Kemudian soal lama pidana. Ada asumsi sebagian orang, semakin lama hukuman suatu tindak pidana, akan semakin menimbulkan efek jera. Dalam kesaksian di MK, Andi Hamzah juga mengatakan, sesudah Perang Dunia II, para pakar hukum pidana dan hukum acara pidana di Eropa berpendapat, pidana penjara tidak mencapai maksudnya, yaitu untuk mengurangi kejahatan di masyarakat.

Hukuman ringan (enam bulan ke bawah), lebih banyak kerugiannya daripada manfaatnya (too short for rehabilitation and too long for corruption). Maka perlu dicari alternative lain, seperti pidana kerja sosial (community
service order), denda harian (day fine), yaitu denda yang dibayar terpidana sebagai pengganti pidana penjara enam bulan ke bawah.

Masa pidana yang lama, ternyata tak juga membuat efek jera. Hukuman untuk pengedar narkoba di Indonesia sekarang ini sudah demikian berat, banyak yang sampai hukuman mati. Namun kenyataannya, peredaran narkoba bukannya berkurang, malah bertambah. Para pakar pun sudah sepakat, hukuman dengan jangka waktu yang lama, tak memberi efek jera.

“Kesadaran Palsu”

Kini publik seakan-akan dihinggapi “kesadaran palsu,” seakan-akan mengoptimalkan pemberantasan korupsi hanya dengan menghilangkan remisi koruptor. Padahal, remisi hanya sebagian kecil dari rantai proses memasukkan koruptor ke penjara. Publik seakan- akan lupa, hal utama memberantas korupsi adalah pemerintahan yang bersih, transparansi, dan penerapan asas pembuktian terbalik.
Jika remisi bagi para koruptor dihilangkan, namun kualitas birokrasi kita tak juga berubah, apakah praktik korupsi akan berkurang? Tentu tidak.

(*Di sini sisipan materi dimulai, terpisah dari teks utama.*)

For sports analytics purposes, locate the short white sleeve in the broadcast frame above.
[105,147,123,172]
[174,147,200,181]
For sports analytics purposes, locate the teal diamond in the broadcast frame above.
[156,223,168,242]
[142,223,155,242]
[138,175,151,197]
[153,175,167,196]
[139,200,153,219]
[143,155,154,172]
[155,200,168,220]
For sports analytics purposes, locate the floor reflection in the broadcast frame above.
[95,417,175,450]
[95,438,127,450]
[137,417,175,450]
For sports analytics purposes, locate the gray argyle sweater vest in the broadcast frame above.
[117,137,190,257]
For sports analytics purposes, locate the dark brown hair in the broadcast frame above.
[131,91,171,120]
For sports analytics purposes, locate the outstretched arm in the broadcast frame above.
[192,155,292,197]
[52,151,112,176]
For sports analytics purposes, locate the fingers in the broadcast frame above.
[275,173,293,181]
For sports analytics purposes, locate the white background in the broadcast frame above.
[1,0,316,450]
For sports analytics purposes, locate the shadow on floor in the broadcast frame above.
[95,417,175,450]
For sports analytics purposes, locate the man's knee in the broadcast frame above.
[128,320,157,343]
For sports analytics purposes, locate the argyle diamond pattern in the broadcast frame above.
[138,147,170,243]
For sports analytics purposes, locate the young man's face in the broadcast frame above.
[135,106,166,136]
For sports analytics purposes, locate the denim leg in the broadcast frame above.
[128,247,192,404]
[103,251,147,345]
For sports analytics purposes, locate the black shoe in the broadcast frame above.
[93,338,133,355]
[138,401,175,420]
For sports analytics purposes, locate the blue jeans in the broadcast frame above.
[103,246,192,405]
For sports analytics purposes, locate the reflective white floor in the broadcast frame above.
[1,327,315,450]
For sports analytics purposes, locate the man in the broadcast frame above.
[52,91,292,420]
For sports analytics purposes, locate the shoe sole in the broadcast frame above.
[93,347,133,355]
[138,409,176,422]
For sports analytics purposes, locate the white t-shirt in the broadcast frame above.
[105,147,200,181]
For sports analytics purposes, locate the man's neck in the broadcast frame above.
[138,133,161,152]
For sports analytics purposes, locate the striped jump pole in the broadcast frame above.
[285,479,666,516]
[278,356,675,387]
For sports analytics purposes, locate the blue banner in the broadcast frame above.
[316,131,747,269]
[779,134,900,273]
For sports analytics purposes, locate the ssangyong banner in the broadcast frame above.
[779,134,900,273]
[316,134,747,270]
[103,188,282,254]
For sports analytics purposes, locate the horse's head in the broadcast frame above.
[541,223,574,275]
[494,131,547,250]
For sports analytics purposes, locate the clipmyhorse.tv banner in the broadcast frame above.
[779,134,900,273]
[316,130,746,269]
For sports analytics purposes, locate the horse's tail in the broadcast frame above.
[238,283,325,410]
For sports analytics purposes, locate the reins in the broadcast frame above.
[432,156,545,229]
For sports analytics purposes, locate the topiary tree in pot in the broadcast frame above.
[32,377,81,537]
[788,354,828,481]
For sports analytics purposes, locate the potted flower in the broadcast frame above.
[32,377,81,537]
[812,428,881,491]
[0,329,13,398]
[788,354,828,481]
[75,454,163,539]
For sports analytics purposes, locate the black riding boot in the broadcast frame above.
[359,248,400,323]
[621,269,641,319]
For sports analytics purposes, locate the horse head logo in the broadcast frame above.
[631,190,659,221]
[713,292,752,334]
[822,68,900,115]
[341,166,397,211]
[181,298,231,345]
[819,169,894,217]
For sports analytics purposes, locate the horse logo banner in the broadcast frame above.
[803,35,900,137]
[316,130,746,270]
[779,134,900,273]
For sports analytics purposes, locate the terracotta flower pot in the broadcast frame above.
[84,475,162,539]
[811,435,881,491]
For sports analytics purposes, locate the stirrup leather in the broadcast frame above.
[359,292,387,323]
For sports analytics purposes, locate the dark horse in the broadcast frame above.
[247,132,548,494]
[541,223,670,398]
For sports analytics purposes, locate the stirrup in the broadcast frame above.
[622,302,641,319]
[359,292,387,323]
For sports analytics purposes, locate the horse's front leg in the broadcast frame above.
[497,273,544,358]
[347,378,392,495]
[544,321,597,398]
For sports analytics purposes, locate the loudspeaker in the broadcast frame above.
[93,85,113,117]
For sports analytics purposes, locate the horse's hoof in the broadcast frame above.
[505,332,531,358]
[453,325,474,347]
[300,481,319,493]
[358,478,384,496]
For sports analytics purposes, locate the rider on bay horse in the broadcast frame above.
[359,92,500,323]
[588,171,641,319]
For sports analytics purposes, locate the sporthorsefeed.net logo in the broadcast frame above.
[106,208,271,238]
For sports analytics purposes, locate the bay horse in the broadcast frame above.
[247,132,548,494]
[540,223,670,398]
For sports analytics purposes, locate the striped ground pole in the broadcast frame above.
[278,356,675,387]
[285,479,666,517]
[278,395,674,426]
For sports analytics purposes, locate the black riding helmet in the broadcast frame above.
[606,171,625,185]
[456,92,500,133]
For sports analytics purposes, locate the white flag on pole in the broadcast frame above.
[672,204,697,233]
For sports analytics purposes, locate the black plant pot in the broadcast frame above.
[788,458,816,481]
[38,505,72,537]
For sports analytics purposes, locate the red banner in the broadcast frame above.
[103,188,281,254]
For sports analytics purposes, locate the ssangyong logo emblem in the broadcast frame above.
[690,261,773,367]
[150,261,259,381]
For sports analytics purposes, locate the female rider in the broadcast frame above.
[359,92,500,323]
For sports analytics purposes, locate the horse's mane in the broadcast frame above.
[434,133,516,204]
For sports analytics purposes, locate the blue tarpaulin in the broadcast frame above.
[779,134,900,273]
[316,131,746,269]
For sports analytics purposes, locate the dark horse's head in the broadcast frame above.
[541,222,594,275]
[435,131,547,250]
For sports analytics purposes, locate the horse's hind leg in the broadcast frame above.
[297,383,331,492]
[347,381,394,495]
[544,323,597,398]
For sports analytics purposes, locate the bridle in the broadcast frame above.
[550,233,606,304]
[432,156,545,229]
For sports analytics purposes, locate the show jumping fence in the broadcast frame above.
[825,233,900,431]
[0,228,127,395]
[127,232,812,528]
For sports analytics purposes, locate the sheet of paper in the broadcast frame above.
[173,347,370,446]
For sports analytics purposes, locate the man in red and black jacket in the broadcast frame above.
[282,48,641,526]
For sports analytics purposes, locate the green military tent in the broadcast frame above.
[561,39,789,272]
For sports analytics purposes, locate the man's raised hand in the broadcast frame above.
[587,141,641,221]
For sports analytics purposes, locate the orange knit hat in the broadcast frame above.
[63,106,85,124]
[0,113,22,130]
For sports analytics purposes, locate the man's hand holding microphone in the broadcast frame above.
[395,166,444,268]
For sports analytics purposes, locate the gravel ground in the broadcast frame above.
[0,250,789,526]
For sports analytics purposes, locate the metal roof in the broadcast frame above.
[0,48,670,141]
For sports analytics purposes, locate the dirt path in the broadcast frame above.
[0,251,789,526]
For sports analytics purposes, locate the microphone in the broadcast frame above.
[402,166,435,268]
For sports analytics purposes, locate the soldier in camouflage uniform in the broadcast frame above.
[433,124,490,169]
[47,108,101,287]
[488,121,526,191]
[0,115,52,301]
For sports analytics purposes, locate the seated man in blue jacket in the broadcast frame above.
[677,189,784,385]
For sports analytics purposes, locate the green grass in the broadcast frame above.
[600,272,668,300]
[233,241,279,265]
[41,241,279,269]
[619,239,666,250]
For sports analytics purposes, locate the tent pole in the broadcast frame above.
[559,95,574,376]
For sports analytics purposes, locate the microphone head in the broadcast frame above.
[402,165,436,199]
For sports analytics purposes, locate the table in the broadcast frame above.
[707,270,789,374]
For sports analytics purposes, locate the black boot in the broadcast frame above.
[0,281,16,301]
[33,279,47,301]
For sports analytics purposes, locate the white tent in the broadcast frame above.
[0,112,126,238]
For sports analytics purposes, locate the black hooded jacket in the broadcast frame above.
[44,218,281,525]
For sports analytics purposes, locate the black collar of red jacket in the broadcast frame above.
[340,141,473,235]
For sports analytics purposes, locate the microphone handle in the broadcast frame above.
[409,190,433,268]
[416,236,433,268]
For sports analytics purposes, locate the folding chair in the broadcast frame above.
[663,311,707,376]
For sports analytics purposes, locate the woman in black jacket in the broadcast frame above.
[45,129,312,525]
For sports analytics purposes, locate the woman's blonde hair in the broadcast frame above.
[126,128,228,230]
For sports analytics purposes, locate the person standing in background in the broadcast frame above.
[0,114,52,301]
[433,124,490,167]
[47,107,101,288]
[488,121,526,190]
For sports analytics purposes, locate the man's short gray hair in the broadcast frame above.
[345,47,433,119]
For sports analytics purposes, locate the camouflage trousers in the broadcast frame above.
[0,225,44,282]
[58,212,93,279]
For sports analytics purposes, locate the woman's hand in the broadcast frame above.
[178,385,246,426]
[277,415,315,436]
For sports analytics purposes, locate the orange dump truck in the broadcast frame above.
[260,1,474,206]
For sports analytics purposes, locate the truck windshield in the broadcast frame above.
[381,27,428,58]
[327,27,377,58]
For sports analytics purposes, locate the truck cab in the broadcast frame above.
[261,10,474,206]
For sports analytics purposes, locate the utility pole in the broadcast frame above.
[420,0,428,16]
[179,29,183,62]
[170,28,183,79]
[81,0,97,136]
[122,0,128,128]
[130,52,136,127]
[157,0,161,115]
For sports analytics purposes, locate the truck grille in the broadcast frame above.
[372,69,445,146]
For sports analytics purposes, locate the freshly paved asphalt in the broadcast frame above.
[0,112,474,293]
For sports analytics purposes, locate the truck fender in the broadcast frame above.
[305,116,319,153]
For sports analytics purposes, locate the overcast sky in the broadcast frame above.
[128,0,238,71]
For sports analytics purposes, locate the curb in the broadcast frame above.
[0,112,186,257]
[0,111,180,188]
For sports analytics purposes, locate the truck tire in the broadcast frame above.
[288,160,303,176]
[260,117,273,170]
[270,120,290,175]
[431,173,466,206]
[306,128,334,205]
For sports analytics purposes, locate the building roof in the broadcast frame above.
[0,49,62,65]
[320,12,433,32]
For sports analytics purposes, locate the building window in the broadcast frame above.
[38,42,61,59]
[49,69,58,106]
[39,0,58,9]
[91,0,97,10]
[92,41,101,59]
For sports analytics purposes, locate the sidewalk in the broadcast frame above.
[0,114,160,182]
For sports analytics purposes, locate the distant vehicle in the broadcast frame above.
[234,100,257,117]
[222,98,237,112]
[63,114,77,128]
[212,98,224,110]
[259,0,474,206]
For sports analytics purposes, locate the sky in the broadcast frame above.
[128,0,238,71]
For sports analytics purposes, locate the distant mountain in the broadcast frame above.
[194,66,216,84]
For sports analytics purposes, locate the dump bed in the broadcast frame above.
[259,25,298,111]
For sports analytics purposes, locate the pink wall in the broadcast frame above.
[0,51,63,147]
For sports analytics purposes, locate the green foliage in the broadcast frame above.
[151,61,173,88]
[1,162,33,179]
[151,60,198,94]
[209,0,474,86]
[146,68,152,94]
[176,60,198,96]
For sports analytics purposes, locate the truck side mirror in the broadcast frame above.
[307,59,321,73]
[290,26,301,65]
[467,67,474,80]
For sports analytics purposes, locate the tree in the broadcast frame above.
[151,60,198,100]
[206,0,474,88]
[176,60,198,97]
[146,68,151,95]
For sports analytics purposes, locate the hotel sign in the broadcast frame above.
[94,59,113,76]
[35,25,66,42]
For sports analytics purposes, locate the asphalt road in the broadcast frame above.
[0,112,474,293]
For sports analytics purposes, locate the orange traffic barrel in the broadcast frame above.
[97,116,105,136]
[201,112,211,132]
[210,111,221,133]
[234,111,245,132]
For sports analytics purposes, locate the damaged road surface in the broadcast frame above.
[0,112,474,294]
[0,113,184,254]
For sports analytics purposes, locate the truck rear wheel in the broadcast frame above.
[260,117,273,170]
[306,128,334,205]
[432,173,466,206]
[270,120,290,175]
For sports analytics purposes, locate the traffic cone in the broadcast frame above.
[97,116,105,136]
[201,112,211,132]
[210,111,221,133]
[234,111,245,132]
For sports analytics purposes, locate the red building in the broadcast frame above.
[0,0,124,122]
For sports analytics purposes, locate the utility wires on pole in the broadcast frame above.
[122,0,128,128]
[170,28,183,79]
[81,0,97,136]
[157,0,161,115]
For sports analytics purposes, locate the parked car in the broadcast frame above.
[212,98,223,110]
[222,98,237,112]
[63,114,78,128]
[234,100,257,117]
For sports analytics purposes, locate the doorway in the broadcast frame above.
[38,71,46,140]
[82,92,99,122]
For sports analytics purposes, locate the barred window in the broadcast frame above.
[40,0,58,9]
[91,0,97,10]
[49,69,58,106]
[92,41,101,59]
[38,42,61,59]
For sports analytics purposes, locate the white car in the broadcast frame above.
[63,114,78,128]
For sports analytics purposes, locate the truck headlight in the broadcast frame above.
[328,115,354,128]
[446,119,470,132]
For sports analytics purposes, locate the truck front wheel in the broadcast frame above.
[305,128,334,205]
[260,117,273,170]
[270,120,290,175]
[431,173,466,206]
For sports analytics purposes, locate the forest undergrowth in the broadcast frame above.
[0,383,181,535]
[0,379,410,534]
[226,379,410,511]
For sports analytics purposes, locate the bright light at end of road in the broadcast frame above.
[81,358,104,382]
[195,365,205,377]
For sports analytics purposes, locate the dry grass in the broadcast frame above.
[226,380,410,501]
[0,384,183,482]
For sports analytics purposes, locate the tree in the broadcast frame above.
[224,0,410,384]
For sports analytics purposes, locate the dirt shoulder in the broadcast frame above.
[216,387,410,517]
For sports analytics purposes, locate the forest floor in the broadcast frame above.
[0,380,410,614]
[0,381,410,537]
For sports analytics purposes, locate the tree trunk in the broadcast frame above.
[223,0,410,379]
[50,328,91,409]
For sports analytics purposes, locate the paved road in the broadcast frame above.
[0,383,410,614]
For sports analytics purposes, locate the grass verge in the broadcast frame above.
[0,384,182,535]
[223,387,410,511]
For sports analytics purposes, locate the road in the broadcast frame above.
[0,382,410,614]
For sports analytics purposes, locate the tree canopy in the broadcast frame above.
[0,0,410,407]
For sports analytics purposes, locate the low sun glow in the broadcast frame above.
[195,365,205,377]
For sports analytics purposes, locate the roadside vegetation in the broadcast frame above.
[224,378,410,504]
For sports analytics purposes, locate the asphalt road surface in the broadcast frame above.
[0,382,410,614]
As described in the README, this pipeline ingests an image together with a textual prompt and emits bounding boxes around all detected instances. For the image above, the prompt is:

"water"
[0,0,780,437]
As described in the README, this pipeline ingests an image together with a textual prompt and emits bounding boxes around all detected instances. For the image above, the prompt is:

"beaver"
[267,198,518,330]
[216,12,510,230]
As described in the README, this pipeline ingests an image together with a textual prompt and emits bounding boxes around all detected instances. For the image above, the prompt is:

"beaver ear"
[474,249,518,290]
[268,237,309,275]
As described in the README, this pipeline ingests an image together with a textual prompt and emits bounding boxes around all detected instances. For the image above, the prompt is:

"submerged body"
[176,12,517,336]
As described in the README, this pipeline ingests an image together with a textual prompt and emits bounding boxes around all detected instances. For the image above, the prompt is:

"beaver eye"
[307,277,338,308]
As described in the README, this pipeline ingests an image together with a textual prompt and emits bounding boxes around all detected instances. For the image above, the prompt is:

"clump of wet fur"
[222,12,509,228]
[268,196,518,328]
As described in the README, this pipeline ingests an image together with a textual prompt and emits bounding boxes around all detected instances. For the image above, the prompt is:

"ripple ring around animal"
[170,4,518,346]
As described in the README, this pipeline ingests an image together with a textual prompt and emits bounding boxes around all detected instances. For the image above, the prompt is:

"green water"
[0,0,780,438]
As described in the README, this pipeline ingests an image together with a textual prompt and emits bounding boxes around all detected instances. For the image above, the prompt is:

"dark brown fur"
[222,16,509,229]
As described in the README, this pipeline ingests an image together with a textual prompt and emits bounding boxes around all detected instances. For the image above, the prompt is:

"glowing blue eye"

Lalu, publik sepertinya tak juga menyadari, sekarang ini pemberian remisi pelaku tindak pidana korupsi sebetulnya sudah sangat ketat. Hanya boleh mendapat remisi apabila sudah menjalani sepertiga hukuman. Ini diatur dalam PP 28/2006 (yang merupakan perubahan atas PP 32/1999, khususnya Pasal 34).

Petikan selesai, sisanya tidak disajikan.